Research Paper Volume 11, Issue 11 pp 3536—3550
E3-ubiquitin ligase TRIM6 aggravates myocardial ischemia/reperfusion injury via promoting STAT1-dependent cardiomyocyte apoptosis
- 1 Department of Cardiology, The Second Affiliated Hospital of Air Force Medical University, Shaanxi, China
- 2 Jiajiang Oil Storage Warehouse, Xining Joint Service Centre, Xining, China
- 3 Department of Health Economic Managment, The Second Affiliated Hospital of Air Force Medical University, Shaanxi, China
received: February 5, 2019 ; accepted: May 22, 2019 ; published: June 6, 2019 ;https://doi.org/10.18632/aging.101995
How to Cite
Copyright: Zeng et al. This is an open-access article distributed under the terms of the Creative Commons Attribution License (CC BY 3.0), which permits unrestricted use, distribution, and reproduction in any medium, provided the original author and source are credited.
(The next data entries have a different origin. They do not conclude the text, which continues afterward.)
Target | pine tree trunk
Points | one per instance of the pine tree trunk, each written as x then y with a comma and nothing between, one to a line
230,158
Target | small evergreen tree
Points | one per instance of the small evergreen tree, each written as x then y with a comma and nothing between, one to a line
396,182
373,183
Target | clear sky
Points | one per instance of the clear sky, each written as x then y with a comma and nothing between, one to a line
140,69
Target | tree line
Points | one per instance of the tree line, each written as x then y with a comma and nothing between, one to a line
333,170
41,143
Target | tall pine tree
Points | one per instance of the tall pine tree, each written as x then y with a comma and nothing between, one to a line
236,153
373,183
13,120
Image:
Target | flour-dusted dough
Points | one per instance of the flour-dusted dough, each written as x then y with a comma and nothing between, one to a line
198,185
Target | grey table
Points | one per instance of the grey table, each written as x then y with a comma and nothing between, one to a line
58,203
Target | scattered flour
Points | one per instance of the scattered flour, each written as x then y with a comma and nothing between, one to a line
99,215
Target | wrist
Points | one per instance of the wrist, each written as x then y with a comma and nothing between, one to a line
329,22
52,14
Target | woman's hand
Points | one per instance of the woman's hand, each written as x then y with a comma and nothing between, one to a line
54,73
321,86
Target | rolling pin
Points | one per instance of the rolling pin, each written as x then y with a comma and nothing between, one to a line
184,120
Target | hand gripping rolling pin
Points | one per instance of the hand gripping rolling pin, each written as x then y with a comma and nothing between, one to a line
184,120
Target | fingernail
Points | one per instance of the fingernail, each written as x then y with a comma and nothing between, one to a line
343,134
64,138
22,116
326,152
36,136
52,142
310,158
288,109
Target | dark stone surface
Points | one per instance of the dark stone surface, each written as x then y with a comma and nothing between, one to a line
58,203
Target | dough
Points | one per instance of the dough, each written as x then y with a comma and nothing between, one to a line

Cardiomyocyte apoptosis is a major cause of myocardial ischemia/reperfusion (MI/R) injury, in which the activation of the signal transducer and activator of transcription 1 (STAT1) plays an important role. The E3-ubiquitin ligase TRIM6 has been implicated in regulating STAT1 activity, however, whether it is associated with MI/R injury and the underlying mechanism are not determined. In this study, by investigating a mouse MI/R injury model, we show that TRIM6 expression is induced in mouse heart following MI/R injury. Additionally, TRIM6 depletion reduces and its overexpression increases myocardial infarct size, serum creatine phosphokinase (CPK) level and cardiomyocyte apoptosis in mice subjected to MI/R injury, indicating that TRIM6 functions to aggravate MI/R injury. Mechanistically, TRIM6 promotes IKKε-dependent STAT1 activation, and the inhibition of IKKε or STAT1 with the specific inhibitor, CAY10576 or fludarabine, abolishes TRIM6 effects on cardiomyocyte apoptosis and MI/R injury. Similarly, TRIM6 mutant lacking the ability to ubiquitinate IKKε and induce IKKε/STAT1 activation also fails to promote cardiomyocyte apoptosis and MI/R injury. Thus, these results suggest that TRIM6 aggravates MI/R injury through promoting IKKε/STAT1 activation-dependent cardiomyocyte apoptosis, and that TRIM6 might represent a novel therapeutic target for alleviating MI/R injury.